Réserve idéale autrefois pleine d’animaux sauvages, lieux de rendez-vous des touristes amoureux de ces espèces des forêts, le parc Oti-Kéran de 169 000 hectares n’est plus cette jolie perle des régions des Savanes togolaises et de la Kara (au Nord), dont l’harmonie et le charme étaient tant vantées. Il est réduit de nos jours à 69 000 hectares. Les populations riveraines et les braconniers s’étaient copieusement défoulées, abattant les animaux et s’installant sur ces terres qu’ils estimaient être leurs propriétés originelles. Laissé à l’abandon depuis, à cause de l’opposition d’une bonne parties des populations riveraines échaudée par les dures précédentes méthodes de gestion, la grande réserve animalière n’a cessé de se dégrader, par manque d’autorité : les animaux qui n’ont pas pu fuir ont été abattus, les forêts ont été pillées, les bâtiments qui abritaient les agents des eaux et forêts chargés de sécuriser les lieux s’effondrent petit à petit, les guérites qui servaient aux surveillants forestiers ont disparu. Les réserves de Naboulgou et de l’Oti autrefois verdoyantes, présentent un aspect hideux, un délabrement total. Les animaux sauvages n’y sont presque plus.

Déboisements, carbonisation, braconnages, construction anarchiques aux abords et en pleine réserve, pratiques agricoles et bien d’autres activités qui portent un coup dur aux avantages économiques et écologiques s’y poursuivent : tout concourt à accentuer les actes posés par la "révolution" née de la démocratie. Le parc national de l’Oti-Kéran est aujourd’hui menacé de disparition, victime des déprédations humaines.  

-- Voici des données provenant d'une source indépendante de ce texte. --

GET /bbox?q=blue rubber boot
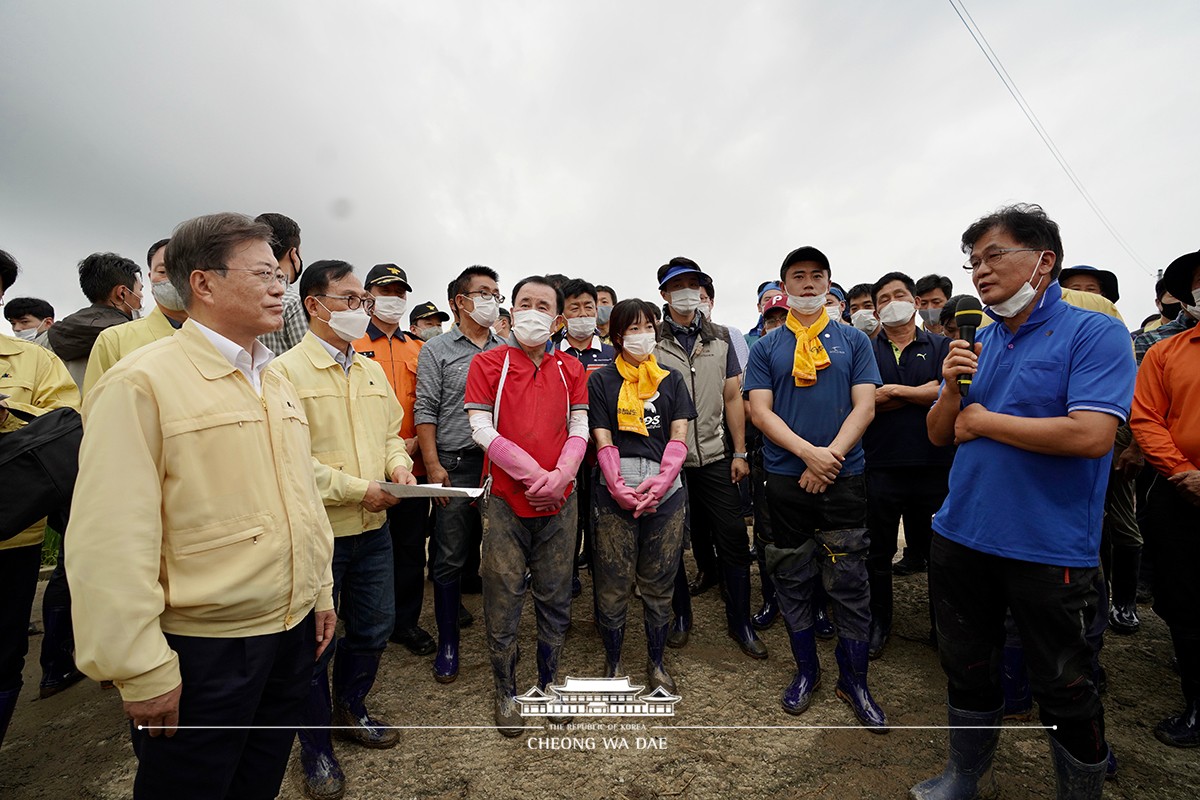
[909,703,1002,799]
[781,628,821,715]
[432,578,461,683]
[834,638,887,733]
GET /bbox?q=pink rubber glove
[526,436,587,504]
[597,445,642,513]
[487,436,548,487]
[634,440,688,517]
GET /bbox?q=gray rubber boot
[490,645,523,738]
[909,704,1002,799]
[1048,737,1107,800]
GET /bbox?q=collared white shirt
[192,319,274,392]
[315,336,356,375]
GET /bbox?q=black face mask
[1161,301,1182,320]
[291,251,304,284]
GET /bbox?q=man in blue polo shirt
[745,245,886,732]
[862,271,953,660]
[914,204,1135,800]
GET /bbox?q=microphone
[954,296,984,397]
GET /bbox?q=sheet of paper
[378,482,484,499]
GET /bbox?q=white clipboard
[378,482,484,500]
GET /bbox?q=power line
[947,0,1153,275]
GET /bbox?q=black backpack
[0,406,83,540]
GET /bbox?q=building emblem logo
[514,676,680,718]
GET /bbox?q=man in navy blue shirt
[914,204,1135,799]
[745,246,886,732]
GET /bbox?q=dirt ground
[3,545,1196,800]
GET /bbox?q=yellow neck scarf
[785,308,831,386]
[615,353,670,436]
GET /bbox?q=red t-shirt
[464,345,589,517]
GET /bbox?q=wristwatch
[732,452,748,460]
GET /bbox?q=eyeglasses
[963,248,1044,272]
[223,267,288,285]
[314,294,376,313]
[461,290,505,304]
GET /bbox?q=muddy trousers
[482,493,577,653]
[763,473,871,641]
[930,533,1105,764]
[593,488,686,630]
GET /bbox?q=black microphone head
[954,295,984,331]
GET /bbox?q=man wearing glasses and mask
[916,204,1134,799]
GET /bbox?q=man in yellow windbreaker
[269,259,416,800]
[66,213,336,800]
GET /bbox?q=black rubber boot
[645,621,676,694]
[909,703,1002,799]
[38,605,83,699]
[1107,544,1141,635]
[1048,736,1107,799]
[781,628,821,715]
[867,557,893,660]
[432,578,461,683]
[667,561,692,649]
[599,624,625,678]
[0,686,19,751]
[490,645,523,737]
[537,640,571,724]
[332,650,398,748]
[834,638,887,733]
[1154,699,1200,748]
[722,565,768,659]
[298,670,345,800]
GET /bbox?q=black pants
[930,534,1105,763]
[865,466,949,629]
[389,494,431,631]
[1144,474,1200,702]
[0,544,41,692]
[130,613,316,800]
[683,459,752,570]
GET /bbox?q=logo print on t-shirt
[643,391,661,428]
[643,391,660,414]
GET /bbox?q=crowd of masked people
[0,203,1197,800]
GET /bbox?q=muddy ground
[3,543,1196,800]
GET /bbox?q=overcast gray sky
[2,0,1197,335]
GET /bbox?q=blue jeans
[318,525,395,669]
[431,449,485,583]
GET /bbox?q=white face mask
[14,326,41,341]
[151,280,186,312]
[988,252,1046,318]
[668,287,702,315]
[787,293,826,315]
[622,332,657,358]
[851,309,880,334]
[372,296,407,325]
[566,316,597,340]
[321,303,371,343]
[418,325,441,341]
[465,295,500,328]
[698,302,713,318]
[511,309,555,347]
[1186,287,1200,319]
[878,300,916,327]
[824,304,843,322]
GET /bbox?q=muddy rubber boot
[722,565,767,659]
[491,645,523,738]
[834,639,887,733]
[667,564,692,649]
[331,650,399,748]
[0,686,20,751]
[781,628,821,715]
[38,605,83,699]
[909,703,1002,800]
[432,578,461,683]
[599,624,625,678]
[1001,645,1034,722]
[1107,544,1141,635]
[298,670,345,800]
[1048,737,1107,799]
[645,621,676,694]
[537,641,571,724]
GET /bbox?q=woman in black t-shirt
[587,299,696,694]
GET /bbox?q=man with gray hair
[67,212,336,799]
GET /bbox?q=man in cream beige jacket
[67,213,336,800]
[270,260,415,800]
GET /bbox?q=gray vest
[655,314,733,468]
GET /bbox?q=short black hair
[779,246,831,282]
[450,265,500,318]
[847,283,874,303]
[871,272,916,305]
[78,252,140,303]
[608,299,660,353]
[961,203,1064,280]
[914,273,953,299]
[1154,278,1168,302]
[298,259,355,321]
[701,280,716,301]
[561,278,598,305]
[595,285,617,303]
[939,294,975,328]
[254,213,301,260]
[3,297,54,322]
[0,249,18,293]
[146,238,171,269]
[543,273,571,291]
[511,275,565,314]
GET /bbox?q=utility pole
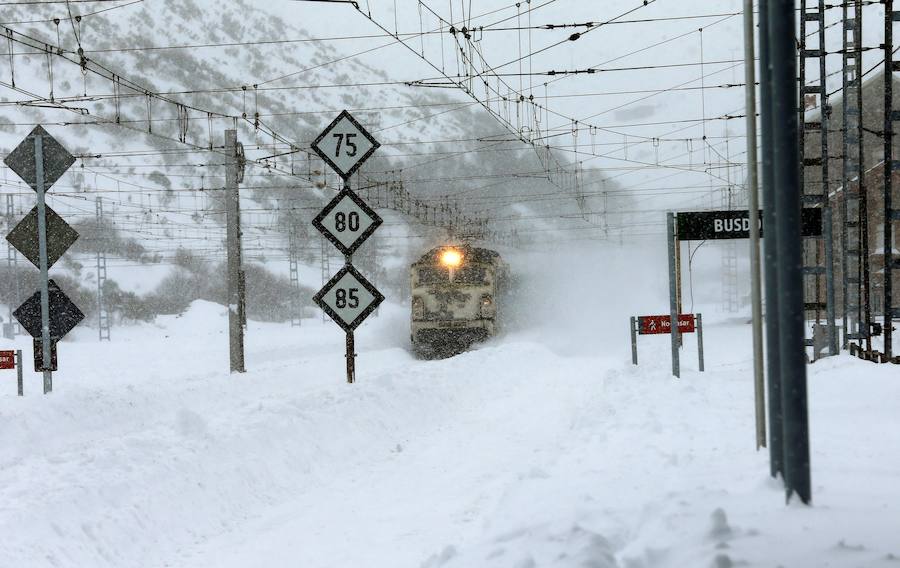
[744,0,766,450]
[766,0,811,504]
[225,129,245,373]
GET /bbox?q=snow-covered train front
[410,245,508,358]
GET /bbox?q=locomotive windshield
[416,265,489,286]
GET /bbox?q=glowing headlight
[440,248,463,268]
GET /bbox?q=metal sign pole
[16,349,23,396]
[343,177,356,384]
[33,134,53,394]
[759,0,784,480]
[346,330,356,384]
[667,213,680,377]
[630,316,638,365]
[697,313,705,372]
[768,0,811,504]
[744,0,767,449]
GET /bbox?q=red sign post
[638,314,696,335]
[631,314,704,373]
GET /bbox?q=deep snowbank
[1,252,899,567]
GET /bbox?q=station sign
[676,208,823,241]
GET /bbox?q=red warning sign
[0,350,15,370]
[638,314,696,335]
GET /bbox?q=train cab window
[455,266,488,285]
[417,267,449,285]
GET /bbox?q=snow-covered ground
[1,244,898,568]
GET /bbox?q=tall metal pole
[33,134,53,393]
[16,349,23,396]
[667,212,680,378]
[225,129,245,373]
[744,0,766,450]
[768,0,811,504]
[883,0,895,361]
[759,0,784,479]
[630,316,638,365]
[344,179,356,384]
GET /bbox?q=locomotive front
[410,245,506,358]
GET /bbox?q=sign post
[697,313,705,372]
[311,111,383,383]
[3,126,81,393]
[16,349,22,396]
[671,207,824,455]
[632,313,703,372]
[630,316,638,365]
[667,213,680,378]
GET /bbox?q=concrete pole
[744,0,767,449]
[225,130,245,373]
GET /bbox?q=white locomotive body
[410,245,508,357]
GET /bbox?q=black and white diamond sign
[311,110,380,180]
[313,265,384,333]
[3,125,75,192]
[6,205,79,269]
[13,279,85,341]
[312,188,382,256]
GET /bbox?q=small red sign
[0,350,15,370]
[638,314,696,335]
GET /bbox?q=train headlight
[480,294,495,318]
[413,296,425,318]
[440,248,463,268]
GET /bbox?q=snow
[1,244,899,568]
[0,1,898,566]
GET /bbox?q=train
[410,245,509,358]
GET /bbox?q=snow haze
[0,1,898,567]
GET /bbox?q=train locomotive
[410,245,508,358]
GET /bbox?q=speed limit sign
[311,111,384,384]
[312,188,382,256]
[313,265,384,333]
[311,110,380,180]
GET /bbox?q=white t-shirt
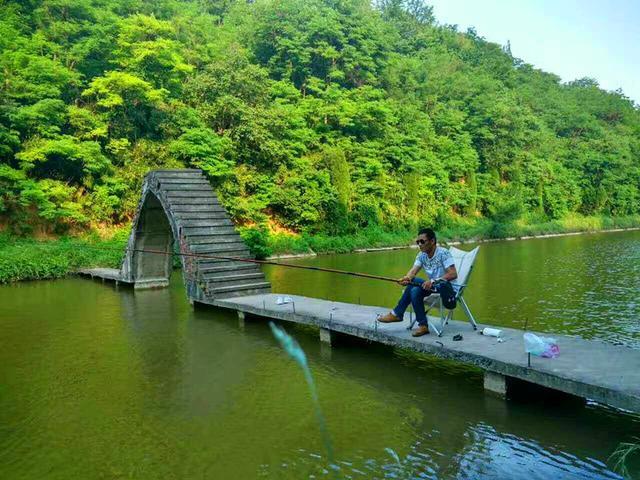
[413,246,455,280]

Restaurer, améliorer et réhabiliter l’image touristique des lieux

« Il est temps que la population comprenne la nécessité de préserver nos parcs nationaux », a lancé le ministre de l’environnement, en présence de représentants des populations et de délégations des ministères de la sécurité et de l’administration territoriale. Ce cri d’alarme que lance ministre Folly-Bazi Katari ne relève pas du catastrophisme. « Car la grande réserve peut se développer encore. Nous devons la restaurer, et nous estimons que cela n’est possible qu’avec les propositions des populations riveraines », souligne-t-il.  

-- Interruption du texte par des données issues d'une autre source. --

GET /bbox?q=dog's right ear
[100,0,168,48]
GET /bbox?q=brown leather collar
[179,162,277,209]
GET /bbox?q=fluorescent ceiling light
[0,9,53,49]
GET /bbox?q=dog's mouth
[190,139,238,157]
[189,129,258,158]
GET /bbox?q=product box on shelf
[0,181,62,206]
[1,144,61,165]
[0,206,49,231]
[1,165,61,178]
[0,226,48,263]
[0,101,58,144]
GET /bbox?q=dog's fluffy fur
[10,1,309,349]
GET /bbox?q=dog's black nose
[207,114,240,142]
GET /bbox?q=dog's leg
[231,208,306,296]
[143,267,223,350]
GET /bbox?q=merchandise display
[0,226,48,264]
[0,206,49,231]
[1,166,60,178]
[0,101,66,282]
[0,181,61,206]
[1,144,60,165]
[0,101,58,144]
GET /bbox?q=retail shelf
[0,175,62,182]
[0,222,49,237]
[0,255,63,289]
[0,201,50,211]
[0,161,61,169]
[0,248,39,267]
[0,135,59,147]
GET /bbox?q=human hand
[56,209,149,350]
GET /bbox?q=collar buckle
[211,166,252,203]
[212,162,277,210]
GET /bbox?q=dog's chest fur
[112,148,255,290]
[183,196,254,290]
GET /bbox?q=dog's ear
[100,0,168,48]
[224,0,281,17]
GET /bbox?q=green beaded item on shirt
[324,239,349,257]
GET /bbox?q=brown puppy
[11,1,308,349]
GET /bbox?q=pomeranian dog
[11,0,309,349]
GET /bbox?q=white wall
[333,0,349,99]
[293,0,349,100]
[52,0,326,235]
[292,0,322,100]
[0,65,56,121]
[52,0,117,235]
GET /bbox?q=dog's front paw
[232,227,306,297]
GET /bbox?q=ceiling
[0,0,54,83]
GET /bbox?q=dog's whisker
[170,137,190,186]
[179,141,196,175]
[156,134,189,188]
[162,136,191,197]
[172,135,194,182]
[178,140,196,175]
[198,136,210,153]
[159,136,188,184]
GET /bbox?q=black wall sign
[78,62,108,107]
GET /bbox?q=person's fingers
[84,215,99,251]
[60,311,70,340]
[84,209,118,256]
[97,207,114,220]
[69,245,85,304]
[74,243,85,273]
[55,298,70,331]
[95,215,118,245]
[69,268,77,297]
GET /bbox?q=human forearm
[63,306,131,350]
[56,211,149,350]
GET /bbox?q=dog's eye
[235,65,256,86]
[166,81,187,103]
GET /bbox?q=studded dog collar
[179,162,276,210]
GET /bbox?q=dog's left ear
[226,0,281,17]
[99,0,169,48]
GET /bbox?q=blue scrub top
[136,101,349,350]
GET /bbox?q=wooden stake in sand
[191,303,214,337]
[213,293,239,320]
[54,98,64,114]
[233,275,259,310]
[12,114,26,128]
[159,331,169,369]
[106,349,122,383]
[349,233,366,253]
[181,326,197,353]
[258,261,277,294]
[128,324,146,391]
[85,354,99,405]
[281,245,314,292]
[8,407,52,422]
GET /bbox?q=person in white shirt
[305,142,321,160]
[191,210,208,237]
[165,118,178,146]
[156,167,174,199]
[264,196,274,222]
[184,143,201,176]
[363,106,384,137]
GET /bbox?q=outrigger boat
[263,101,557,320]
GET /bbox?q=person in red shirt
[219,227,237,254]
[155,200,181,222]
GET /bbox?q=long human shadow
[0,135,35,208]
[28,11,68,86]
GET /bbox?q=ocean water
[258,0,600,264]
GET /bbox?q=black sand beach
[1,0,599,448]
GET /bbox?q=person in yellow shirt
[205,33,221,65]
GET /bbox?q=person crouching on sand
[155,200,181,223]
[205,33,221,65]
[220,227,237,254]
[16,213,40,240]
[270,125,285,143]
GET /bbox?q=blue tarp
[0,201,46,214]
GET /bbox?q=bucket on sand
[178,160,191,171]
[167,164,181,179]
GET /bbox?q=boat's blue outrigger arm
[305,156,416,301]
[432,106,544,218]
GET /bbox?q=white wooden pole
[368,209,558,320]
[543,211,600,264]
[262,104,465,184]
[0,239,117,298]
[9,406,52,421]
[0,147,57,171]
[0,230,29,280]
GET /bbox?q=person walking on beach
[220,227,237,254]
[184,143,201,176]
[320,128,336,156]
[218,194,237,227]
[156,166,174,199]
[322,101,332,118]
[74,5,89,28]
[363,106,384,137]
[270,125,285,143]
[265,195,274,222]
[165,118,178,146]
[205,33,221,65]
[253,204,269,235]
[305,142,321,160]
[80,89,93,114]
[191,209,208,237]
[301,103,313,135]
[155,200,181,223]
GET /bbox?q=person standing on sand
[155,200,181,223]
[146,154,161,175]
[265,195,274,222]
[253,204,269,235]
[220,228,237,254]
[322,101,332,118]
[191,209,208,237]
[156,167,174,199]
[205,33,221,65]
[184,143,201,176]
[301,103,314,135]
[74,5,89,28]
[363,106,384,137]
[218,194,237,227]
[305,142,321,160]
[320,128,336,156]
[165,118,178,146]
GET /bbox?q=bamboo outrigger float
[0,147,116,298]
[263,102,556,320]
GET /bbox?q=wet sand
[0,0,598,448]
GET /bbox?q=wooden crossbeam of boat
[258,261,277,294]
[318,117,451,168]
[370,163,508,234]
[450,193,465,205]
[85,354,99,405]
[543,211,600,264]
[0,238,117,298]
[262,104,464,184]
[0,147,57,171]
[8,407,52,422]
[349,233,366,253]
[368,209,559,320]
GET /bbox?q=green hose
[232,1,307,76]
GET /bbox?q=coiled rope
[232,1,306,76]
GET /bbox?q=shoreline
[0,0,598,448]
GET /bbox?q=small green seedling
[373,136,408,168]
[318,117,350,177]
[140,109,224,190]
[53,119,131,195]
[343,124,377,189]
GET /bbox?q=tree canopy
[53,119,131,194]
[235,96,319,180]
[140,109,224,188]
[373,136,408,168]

Cette rencontre avec les différentes parties prenantes se voulait un cadre d’écoute et de concertation avec les leaders religieux, les femmes, les personnes âgées et bien d’autres acteurs concernés par la grande réserve Oti-Kéran pour trouver des approches de solutions. Le ministre de l’environnement a relevé que « l’Etat a déjà rétrocédé une bonne partie de ce parc d’une superficie de 169 000 hectares en 1990 qui se retrouve aujourd’hui avec seulement 69 000 ha ; donc c’est largement suffisant » estime-t-il, précisant qu’avec le reste, « on ne sera plus dans une logique de rétrocession, mais dans une logique de restauration du parc ».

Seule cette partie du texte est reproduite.